Conversely; FC, C16:OH and C18:2 levels were higher in children with FMF. In FMF patients; C2, C3, C4, C5:1, C6, C8, C10:1, C10:2, C3DC, C4DC, C5DC, C18:1-OH carnitine levels were lower than controls. Studies suggest that acyl to FC ratio >0.4 might be an evidence for carnitine deficiency. On the other hand, total AC levels and acyl to FC levels were also lower in FMF patients than control group. In our study, neither FMF patients nor controls had high AC/FC ratio. It is interesting that FMF patients had lower total AC levels, as opposed to high FC levels. These results may be an evidence of a possible underlying impairment of peripheral carnitine utilization and mitochondrial energy metabolism in some individuals with FMF.

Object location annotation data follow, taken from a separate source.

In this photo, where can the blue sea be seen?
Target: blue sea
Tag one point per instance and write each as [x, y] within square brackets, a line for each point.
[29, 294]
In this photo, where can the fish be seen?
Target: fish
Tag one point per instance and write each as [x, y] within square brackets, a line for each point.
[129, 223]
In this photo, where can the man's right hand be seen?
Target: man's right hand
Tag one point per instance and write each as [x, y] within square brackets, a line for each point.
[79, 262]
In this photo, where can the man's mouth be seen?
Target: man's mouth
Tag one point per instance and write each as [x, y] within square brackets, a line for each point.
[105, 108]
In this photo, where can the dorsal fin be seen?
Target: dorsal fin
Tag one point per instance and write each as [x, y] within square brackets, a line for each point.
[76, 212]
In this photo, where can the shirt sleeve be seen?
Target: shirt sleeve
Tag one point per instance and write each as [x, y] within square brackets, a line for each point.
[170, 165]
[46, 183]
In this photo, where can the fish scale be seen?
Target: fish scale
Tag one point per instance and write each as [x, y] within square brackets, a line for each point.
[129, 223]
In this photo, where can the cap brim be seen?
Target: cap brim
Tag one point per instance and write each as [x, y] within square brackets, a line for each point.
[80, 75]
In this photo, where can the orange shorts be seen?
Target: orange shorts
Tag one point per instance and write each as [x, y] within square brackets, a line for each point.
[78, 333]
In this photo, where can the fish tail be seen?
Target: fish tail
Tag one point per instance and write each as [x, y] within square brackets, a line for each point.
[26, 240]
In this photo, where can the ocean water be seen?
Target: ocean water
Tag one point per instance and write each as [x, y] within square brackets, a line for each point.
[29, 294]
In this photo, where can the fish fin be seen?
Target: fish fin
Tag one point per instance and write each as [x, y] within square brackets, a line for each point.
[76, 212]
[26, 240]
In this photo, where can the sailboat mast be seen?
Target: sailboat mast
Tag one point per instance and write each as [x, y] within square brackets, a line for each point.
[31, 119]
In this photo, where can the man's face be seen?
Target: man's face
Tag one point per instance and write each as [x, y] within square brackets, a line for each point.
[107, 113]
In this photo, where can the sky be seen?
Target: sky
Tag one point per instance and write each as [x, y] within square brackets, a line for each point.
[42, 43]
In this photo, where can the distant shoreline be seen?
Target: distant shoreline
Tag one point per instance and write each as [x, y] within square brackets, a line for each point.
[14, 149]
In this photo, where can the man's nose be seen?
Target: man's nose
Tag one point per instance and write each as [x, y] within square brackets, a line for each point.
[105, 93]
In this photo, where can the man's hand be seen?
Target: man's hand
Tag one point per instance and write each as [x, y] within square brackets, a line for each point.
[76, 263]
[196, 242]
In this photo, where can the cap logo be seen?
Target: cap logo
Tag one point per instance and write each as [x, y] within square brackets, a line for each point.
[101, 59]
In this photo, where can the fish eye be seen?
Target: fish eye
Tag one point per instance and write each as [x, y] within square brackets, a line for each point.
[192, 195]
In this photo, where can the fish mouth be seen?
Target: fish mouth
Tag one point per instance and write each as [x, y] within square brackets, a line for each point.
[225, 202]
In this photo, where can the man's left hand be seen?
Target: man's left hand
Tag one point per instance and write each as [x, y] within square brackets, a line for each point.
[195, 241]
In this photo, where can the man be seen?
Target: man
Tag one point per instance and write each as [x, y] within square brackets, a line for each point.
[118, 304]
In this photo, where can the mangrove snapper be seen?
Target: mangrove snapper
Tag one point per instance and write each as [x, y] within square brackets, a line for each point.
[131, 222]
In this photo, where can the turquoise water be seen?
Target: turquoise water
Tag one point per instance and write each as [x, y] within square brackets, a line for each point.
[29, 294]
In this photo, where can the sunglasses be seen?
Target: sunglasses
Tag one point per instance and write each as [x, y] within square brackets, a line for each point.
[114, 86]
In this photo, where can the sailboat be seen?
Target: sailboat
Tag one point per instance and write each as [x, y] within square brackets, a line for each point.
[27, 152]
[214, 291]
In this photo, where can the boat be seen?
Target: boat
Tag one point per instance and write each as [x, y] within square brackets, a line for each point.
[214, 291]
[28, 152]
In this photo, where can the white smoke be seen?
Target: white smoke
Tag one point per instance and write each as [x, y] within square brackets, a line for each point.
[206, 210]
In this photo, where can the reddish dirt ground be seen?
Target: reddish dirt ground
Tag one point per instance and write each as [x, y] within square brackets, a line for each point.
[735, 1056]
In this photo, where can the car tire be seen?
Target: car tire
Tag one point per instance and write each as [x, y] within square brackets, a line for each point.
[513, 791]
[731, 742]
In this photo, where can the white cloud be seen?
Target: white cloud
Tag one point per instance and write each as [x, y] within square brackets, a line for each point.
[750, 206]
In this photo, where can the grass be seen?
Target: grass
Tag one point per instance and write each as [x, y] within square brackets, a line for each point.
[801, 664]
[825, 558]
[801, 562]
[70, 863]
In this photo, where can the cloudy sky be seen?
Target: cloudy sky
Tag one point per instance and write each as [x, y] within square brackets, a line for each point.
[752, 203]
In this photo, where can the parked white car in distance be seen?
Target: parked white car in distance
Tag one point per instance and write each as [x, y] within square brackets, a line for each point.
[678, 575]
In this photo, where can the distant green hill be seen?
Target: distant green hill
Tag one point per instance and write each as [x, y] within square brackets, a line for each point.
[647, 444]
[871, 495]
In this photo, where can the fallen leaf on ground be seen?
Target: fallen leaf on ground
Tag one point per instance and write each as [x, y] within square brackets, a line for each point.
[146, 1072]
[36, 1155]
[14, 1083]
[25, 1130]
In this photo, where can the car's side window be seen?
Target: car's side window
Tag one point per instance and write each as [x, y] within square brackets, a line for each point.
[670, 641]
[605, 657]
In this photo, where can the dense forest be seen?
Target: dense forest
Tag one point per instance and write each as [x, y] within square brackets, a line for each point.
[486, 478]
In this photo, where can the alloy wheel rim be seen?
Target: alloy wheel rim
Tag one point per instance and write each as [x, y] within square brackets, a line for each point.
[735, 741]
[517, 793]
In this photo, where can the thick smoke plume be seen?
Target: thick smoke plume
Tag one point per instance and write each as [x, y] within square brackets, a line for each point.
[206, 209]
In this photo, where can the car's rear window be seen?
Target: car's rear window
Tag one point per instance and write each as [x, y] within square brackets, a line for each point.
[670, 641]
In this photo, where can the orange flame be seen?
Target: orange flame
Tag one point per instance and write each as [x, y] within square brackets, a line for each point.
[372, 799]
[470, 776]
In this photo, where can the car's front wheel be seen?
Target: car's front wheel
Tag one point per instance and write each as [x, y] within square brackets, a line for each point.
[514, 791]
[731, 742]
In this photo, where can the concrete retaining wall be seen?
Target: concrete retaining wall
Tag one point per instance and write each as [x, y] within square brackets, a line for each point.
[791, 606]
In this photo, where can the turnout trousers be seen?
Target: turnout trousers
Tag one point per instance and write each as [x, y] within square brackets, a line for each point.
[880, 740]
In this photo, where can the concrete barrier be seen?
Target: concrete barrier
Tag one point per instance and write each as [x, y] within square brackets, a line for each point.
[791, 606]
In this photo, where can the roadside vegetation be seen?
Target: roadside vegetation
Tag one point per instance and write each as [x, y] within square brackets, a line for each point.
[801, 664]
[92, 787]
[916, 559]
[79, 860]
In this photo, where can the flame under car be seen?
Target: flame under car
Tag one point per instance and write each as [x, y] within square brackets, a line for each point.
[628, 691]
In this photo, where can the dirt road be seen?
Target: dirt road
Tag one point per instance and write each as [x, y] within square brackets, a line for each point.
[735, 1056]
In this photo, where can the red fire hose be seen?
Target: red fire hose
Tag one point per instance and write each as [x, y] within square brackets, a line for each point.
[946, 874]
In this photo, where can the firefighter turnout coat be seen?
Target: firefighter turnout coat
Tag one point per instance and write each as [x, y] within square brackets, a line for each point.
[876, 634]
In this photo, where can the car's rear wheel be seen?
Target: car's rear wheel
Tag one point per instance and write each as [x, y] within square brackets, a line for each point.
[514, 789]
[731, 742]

All of the patients in this study were under treatment of colchicine which is a well-known anti-mitotic drug that decreases leucocyte phagocytosis and motility in inflammatory responses.(32) None of our FMF patients were resistant to colchicine treatment although previous studies suggested that 10% to 15% of FMF patients have resistance to colchicine treatment.(33,34) Well-controlled disease with colchicine treatment might have resulted in suppression of the auto-inflammation, thus the need of carnitine. Also, insidious skeletal muscle damage might have resulted in elevated FC levels in FMF patients.(35)

In conclusion, usage of carnitine in all patients with FMF is not recommended since we were unable to demonstrate SCD in FMF patients in the present study. Further studies screening carnitine status in acute FMF attacks are needed to explore the carnitine profile in FMF patients and highlight the efficacy and necessity of L-carnitine therapies.

Conflict of Interest

The authors declared no conflicts of interest with respect to the authorship and/or publication of this article.

Financial Disclosure

The authors received no financial support for the research and/or authorship of this article.